Brad Rodriguez published an article in 1990 about "BNF parsing" in
Forth in something like this way, in three or four screens of code,
including language concatenation by execution sequencing, and I read
it sometime in the 1990s but didn't understand it.  However, a lot of
the details are different.  (He uses the "no-opping the intermediate
operations" approach I rejected above, as well as the "accept an
alternative by returning from the caller's caller" technique.)
I think the implementation technique described
 here might work better (more efficiently, more
flexibly) in Forth than Rodriguez's method does.  Like C,
Forth implementations typically have the equivalent of setjmp
and longjmp, and I suspect they're less dangerous due to the rarity
of stack-allocated variables in Forth; and, of course, Forth is
ideally suited to embedded DSLs.
Python of course doesn't have call/cc, setjmp, macros, or a reasonable lambda syntax.
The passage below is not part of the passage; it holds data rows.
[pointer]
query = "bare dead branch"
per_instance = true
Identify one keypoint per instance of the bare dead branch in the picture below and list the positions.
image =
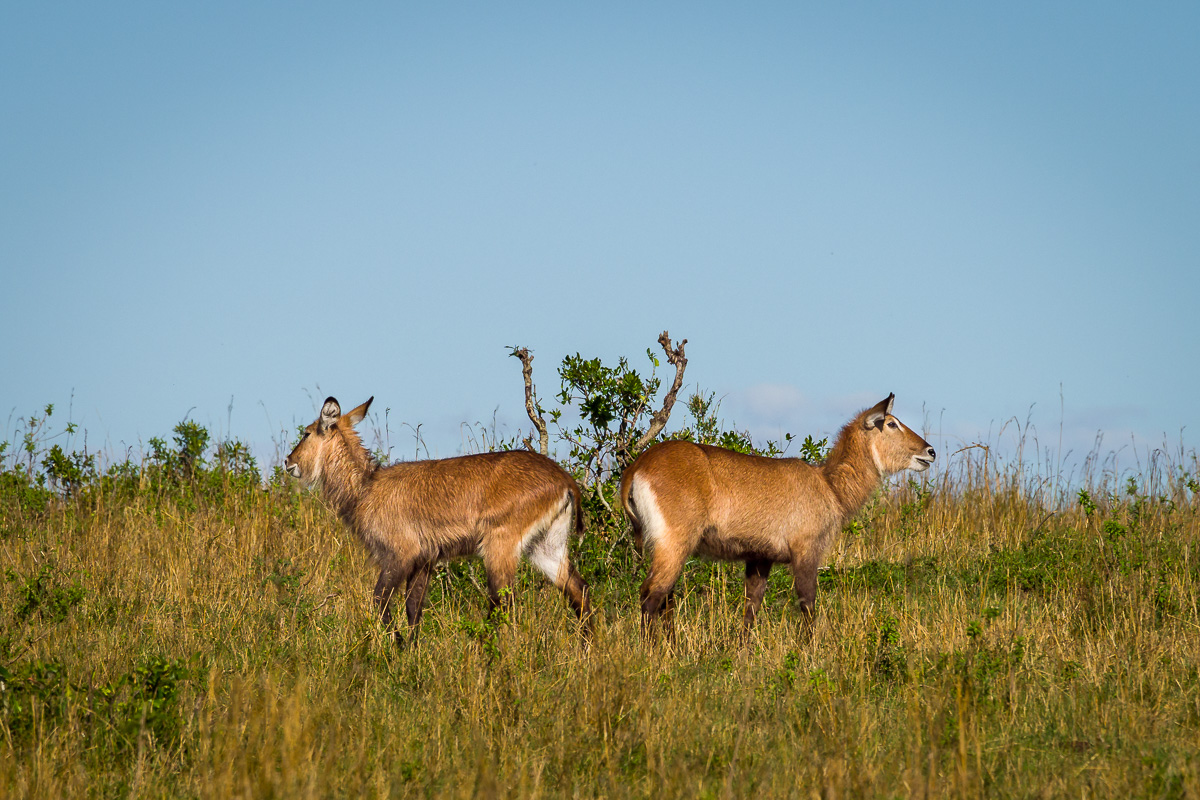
(659, 419)
(532, 403)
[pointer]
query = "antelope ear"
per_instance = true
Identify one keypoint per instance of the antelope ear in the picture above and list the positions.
(879, 411)
(329, 414)
(358, 414)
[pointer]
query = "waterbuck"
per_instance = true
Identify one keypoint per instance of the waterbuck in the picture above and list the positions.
(684, 498)
(498, 505)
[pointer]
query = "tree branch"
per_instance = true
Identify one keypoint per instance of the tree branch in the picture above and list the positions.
(531, 402)
(659, 419)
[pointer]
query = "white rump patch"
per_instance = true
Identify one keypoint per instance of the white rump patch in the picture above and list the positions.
(545, 543)
(648, 512)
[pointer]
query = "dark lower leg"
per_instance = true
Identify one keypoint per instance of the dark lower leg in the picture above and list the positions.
(804, 579)
(414, 596)
(390, 578)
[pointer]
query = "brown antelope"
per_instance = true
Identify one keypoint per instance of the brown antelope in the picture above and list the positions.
(498, 505)
(685, 498)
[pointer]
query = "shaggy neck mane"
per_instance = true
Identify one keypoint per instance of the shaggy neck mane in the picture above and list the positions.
(850, 468)
(346, 471)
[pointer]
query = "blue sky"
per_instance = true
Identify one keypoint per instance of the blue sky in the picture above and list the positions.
(982, 208)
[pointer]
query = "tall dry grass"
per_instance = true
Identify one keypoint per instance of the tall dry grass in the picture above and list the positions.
(973, 637)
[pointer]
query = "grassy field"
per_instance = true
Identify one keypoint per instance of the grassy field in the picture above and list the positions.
(213, 638)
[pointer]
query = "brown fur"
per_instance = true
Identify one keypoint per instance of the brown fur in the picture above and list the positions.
(685, 498)
(501, 506)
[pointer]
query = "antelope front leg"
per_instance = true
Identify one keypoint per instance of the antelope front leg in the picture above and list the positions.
(756, 587)
(804, 581)
(414, 596)
(390, 577)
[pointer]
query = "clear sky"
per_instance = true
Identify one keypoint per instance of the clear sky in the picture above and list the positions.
(984, 208)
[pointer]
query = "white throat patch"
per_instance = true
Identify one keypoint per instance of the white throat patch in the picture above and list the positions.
(875, 457)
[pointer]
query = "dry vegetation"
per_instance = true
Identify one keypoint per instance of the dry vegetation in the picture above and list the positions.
(208, 637)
What it does have is generators, which have been adopted by JS now as well, and which are pretty straightforward to use to lazily generate candidate parses of strings, handling backtracking by resuming a generator rather than trashing it. This is a pretty different paradigm and I'm not sure how to map the immediate-mode stuff above onto it; it almost seems easier to do general context-free parsing by backtracking that way, although by default that will take exponential time.
Lua has "coroutines" which are really full-fledged cooperative threads, which provide similar functionality to Python generators but with per-thread stacks, but it doesn't have call/cc or anything similar.